Please pray with me that the issue she is having with capping is easily overcome. Please pray that it is just the fact that she needs to get used to wearing the cap.
Please just pray.
Any one of my family members can tell you that I am a drama queen. I typed this out last night after a long hard day because I just needed to get it off my mind. My drama queen brain tends to come up with impossible worst case scenarios when things don't look like they are going my way.
Having said that, yes Hope and Jenna, Dr. P would have seen something like subglottic stenosis or tracheomalacia during a bronch. My crazy brain tells me that nothing is impossible in medicine and maybe, just maybe she missed it. My brain is my worst enemy. I need to not listen to it a lot of the time. It is evil. :)

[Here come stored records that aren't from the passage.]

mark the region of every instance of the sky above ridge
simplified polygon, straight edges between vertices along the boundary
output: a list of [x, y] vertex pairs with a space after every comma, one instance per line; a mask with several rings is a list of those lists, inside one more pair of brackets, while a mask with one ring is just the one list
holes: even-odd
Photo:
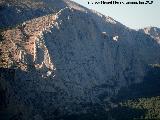
[[[95, 2], [109, 2], [111, 0], [72, 0], [87, 8], [94, 9], [104, 15], [110, 16], [122, 24], [139, 29], [148, 26], [160, 28], [160, 0], [150, 0], [153, 4], [95, 4]], [[113, 0], [115, 1], [115, 0]], [[116, 0], [118, 2], [139, 2], [139, 0]], [[146, 0], [140, 0], [146, 2]], [[149, 0], [148, 0], [149, 1]], [[89, 2], [89, 4], [88, 4]], [[94, 4], [92, 4], [94, 3]]]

Jenna, Marissa's trach right now is the next to the smallest size. I think the school of thought is that we need to have that "emergency back-up next size down" trach just in case the 3.0 comes out and won't go back in.
Jen, capping with the 3.5 Neo did not go well either. She is, now with the 3.0 Neo, starting to sound like she did with the 3.5. Yes, it is incredibly small and that's what scares me. If she is having this much trouble with the next to smallest size, is she ready for this next step? If not, why not? I will be trying to tap the minds of the parents on the trach board to get their take on this situation. And no, your comment was not annoying, you made me laugh sista!! Just what I needed this morning.
Bottom line, I guess I also need to ask for prayers for myself. To not go overboard coming up with all the disastrous worse case scenarios. To just take a deep breath, like Hope knows so well how to do. ;) I am just so bad about pinning all my hopes on one thing and when it looks like it is not going well, I just freak out. Thanks for some perspective guys!
This blogging thing really is great free therapy! Group therapy even! :)
Oh, and Hope, I LOVE your new profile pic. Gorgeous!!